Find number within [low,high] ensuring the number is the same when rotated 180 degrees. This can be solved faster through complex logic, but for questions relating to symmetric reasoning. It's better to disscuss in different situations for whether it's odd or even. Here we just generate all possible answers and check whether it's within low and high or not. dp is a possible way to do that, dfs also works.
Paint house with a cost matrix (paint house i with color j costs cost[i][j]), with no two adjacent houses share the same color. dp[i][j] = minimum cost from 0-i with house i of color j, result is min(dp[-1])
Given a list of words sorted by a certain order (like a<b<c<d... or z<f<k<g...), get that order. We can get a certain order by two adjacent words, this order can be represented by an directed edge, finally we can get a graph. if it is a DAG, then we have the result by its topo order.
Get k values closest the target in a Binary Search Tree. A simple solution is traverse + two pointers, which is O(n). But for the follow up, the way to do it in O(klogn) can be: For each round, we select the maximum value smaller than target and minimum value greater than target. Compare their abs value and set a visited flag to the node with smaller abs value. The next round, if we encounter a node we visited in "find the maximum value smaller than target", we go to the left node, because we it's right child must have been visited before. It's the same for the right side.
Given a string of digits only, add '+-*' in any position between digits to make the expression value to equal to a target. Backtrack and try each possible position.
Core code, idea is to add previous number as default, and subtract from the sum when * is added behind
backtrack(j + 1, path + "*" + str(num), resultSoFar - prevNum + prevNum * num, prevNum * num)
Given a stream of numbers, find the median in O(logn) time. An idea is to maintain two heaps, one is a min heap and the other is a max heap. And maintain the size of two heaps has difference less than two. Or we can use segment tree and binary search to find kth element of the data stream. This is an overkill for such problems(But for this problem, it's slower since it's O(logn * logn)).

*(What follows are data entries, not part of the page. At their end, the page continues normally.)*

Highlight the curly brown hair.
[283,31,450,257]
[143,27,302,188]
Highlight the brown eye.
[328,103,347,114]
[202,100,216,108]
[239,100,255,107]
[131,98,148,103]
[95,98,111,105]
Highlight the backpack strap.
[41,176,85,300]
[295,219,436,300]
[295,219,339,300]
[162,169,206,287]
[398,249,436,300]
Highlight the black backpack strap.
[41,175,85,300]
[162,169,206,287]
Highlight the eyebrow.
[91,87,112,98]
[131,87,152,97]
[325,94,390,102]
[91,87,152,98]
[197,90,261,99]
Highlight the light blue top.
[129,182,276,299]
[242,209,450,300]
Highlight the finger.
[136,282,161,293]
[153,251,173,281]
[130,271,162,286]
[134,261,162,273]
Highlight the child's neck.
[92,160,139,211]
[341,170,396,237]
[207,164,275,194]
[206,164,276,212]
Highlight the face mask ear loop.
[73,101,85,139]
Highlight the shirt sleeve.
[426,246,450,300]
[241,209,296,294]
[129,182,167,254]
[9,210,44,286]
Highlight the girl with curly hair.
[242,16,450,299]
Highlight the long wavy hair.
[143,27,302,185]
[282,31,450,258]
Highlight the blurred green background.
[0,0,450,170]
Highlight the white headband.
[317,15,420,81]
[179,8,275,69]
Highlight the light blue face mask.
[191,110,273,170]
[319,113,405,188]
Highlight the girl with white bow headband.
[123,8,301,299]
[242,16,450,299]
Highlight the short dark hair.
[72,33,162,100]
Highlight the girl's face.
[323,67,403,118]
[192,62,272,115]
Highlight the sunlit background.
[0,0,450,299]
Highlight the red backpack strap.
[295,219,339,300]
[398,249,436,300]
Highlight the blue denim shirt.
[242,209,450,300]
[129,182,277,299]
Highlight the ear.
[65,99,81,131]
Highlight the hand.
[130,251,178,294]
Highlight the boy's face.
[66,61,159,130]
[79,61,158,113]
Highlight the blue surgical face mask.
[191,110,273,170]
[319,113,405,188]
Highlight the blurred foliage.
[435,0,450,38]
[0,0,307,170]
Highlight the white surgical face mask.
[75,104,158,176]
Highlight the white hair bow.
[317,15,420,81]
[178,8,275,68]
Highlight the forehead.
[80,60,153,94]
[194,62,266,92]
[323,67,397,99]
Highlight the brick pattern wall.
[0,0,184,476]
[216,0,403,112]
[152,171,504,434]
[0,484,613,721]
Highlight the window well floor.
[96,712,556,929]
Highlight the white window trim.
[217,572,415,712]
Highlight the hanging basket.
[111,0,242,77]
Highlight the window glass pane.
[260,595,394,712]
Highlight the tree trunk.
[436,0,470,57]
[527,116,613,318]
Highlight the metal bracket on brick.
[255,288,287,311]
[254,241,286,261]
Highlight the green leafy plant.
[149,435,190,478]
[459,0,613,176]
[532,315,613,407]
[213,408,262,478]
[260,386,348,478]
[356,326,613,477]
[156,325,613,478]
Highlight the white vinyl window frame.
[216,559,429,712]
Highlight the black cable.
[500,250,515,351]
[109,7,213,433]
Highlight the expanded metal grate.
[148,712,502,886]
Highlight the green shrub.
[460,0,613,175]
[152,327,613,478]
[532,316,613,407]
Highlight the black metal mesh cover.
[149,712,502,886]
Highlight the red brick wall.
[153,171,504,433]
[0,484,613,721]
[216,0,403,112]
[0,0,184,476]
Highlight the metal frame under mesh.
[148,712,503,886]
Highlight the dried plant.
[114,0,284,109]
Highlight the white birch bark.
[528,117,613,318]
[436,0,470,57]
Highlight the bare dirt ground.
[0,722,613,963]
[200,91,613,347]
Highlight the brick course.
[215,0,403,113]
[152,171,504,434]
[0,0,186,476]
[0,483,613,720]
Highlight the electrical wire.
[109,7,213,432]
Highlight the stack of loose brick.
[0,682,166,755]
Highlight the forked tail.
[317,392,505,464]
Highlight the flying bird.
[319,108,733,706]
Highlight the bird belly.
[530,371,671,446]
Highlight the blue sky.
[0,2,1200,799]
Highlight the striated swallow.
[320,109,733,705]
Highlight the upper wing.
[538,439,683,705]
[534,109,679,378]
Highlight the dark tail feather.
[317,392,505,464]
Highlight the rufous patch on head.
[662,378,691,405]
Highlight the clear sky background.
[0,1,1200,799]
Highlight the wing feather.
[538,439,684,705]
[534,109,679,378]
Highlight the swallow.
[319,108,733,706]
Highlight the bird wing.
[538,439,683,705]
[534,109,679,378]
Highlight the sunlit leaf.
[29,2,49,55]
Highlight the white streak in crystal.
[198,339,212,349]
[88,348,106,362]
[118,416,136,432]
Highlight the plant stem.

Given a grid with some points, return the minimum Manhattan Distance from any node to all these nodes. The chosen node and these nodes can overlap. The answer is pretty simple, the coordinate x,y of the chosen point is just the median of all the xs and ys. There is an intuitive idea about that: For any two points, the chosen point with minimum distance must in the shaded area. Even if we project that two points in the edges, the result will still be the same. So for all the points, we project them to edges and the result is obviously the median of all xs and ys.
Given a string s that contains parentheses and letters, remove the minimum number of invalid parentheses to make the input string valid.
My solution is quite lengthy and now doable in an interview, here is a version which I believe is simple and easy to implement
- Mention when removing ')', we must ensure we are not removing the last ')' of an expression like '((())', even if rightsToRemove > 0.